Blu-ray Review
OT: Early Man
Ach du liebe Bronzezeit
Wer dachte, Jogis Elf wäre nach der WM zurück in der Steinzeit, sollte sich in Acht nehmen: Die Konkurrenz dort ist groß.
Inhalt
Dug ist ein genügsamer Kerl. Einer, der mit seinem Haustier Hognob (einem Wildschwein) und seiner Gemeinschaft anderer Steinzeitmenschen ein bisschen unbedarft in den Tag hinein lebt. Das, was sie zum Essen brauchen, fangen sie (manchmal) bei der Jagd – zumindest, wenn sie sich nicht allzu dämlich anstellen. Ja, das Leben könnte einfach so weitergehen. Wenn da nicht die Bronzezeit an die Tür klopfen würde – und zwar in Gestalt des ungeheuer zivilisierten Lord Nooth. Der kommt aus dem fernen Irgendwo und hätte gerne die Bodenschätze der Gegend rund um Dugs Lager. Immerhin liegt dort noch mehr Bronze für noch mehr Bronzezeit im Boden vergraben. Kurzerhand vertreibt Nooth die kleine Gruppe Wildhaut-Träger in das öde, umliegende Vulkanland. Allerdings nicht Dug. Denn der schleicht sich unfreiwillig in die Stadt des Lords ein und wird noch unfreiwilliger zum Mitspieler in einem dort ausgetragenen Fußballspiel. Und während er die Pille mal so richtig an die Steinzeit-Rübe bekommt, hat er eine Vision: Er deutet die heimischen Höhlenmalereien endlich als urzeitliches Fußball seiner Vorväter und ihm kommt die Idee. Er fordert den aktuellen Champion. Sollte Dugs Truppe gewinnen, bekommen sie ihr Land wieder. Wenn nicht … tja, darüber denken wir lieber nicht nach …
Wer es in 18 Jahren auf gerade einmal sieben Langfilme bringt, macht entweder viel Pause dazwischen oder besonders aufwändige Kunstwerke. Im Falle von Aardman Animations ist zweifelsohne Letzteres der Fall. Das Animationsstudio, das mit den Geschichten um Wallace & Gromit bekannt wurde, hat mit diesen Kurzfilmchen den Knetfilm nicht nur salonfähig gemacht, sondern geradezu zum Kult erhoben. Was mit Chicken Run begann und zuletzt mit dem Langfilm zu Shaun das Schaf perfektioniert wurde, gipfelt nun im neuen Knetspaß des Studios. In Early Man – Steinzeit bereit schickt uns Regisseur Nick Park mit seinen Knet-Animateuren zurück an die zeitliche Grenze zwischen Stein- und Bronzezeit und postuliert einfach mal, dass der Fußball weder von den Chinesen um die Jahre 220 nach Christus und noch weniger von den Briten Mitte des 19. Jahrhunderts erfunden wurde.
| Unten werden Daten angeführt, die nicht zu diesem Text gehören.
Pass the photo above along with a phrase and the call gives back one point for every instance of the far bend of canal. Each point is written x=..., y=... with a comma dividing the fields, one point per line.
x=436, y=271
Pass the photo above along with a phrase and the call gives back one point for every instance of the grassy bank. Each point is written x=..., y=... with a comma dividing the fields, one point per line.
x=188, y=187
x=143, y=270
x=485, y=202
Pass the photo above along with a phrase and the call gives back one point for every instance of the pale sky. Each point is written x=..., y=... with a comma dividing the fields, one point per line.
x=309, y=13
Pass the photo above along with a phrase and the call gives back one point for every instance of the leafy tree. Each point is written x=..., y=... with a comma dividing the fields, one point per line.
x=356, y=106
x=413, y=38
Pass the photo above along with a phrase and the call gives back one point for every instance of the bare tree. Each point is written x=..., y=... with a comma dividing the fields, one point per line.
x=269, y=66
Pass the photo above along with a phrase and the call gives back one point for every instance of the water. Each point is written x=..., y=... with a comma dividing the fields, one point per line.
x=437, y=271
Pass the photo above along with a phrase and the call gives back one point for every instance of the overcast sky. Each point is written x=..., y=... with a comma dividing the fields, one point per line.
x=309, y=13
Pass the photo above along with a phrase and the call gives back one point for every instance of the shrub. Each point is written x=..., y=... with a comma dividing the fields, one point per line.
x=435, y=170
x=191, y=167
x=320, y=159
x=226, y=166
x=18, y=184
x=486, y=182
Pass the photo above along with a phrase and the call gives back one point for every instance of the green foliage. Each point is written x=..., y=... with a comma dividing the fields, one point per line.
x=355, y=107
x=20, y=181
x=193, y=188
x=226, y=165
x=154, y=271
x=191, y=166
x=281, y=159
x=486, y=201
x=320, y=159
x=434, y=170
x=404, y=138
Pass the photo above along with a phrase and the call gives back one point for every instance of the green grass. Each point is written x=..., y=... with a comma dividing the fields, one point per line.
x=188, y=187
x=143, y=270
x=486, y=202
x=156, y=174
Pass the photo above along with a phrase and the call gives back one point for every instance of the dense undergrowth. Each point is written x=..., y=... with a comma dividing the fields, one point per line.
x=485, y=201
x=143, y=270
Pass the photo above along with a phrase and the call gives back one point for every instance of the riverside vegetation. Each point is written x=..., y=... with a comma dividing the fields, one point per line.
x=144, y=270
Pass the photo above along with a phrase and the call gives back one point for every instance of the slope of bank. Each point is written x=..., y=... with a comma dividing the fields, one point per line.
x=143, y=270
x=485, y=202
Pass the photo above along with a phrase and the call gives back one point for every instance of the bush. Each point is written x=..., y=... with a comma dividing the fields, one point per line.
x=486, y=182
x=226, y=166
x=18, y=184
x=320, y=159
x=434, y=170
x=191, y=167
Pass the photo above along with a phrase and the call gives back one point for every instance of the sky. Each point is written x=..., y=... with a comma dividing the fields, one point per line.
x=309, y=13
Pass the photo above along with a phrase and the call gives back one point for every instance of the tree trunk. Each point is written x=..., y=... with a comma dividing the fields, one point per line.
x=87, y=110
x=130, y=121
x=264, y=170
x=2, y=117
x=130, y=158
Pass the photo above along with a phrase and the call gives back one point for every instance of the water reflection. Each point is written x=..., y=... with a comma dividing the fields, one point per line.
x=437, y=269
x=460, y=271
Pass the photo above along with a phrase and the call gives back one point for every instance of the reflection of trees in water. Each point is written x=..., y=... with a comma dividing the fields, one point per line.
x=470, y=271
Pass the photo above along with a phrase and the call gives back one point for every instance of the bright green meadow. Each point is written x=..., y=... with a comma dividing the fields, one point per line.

Nein, der „Heilige Rasen“ wurde schon in der Steinzeit präpariert, um auf ihm eine Kugel durch die Gegend zu schießen. Und zwar aus der Not heraus – denn so ein rundes Knäuel Lava ist halt einfach so heiß, dass man es schnellsten wegschießen muss, bevor es Brandblasen gibt.
Park, der dafür bekannt ist, gerne abseitige Storys zu erfinden, um sich in diesen über ganz gegenwärtige Gepflogenheiten lustig zu machen, gelingt das auch hier wieder hervorragend. Wenn auf einem Markt der Bronzezeit-Menschen eine unglaubliche Erfindung wie „geschnittenes Brot“ präsentiert wird, mag das historisch nicht korrekt sein. Es spiegelt aber mit unnachahmlichem Humor unsere heutige Wohlfühl- und Komfort-Gesellschaft wider.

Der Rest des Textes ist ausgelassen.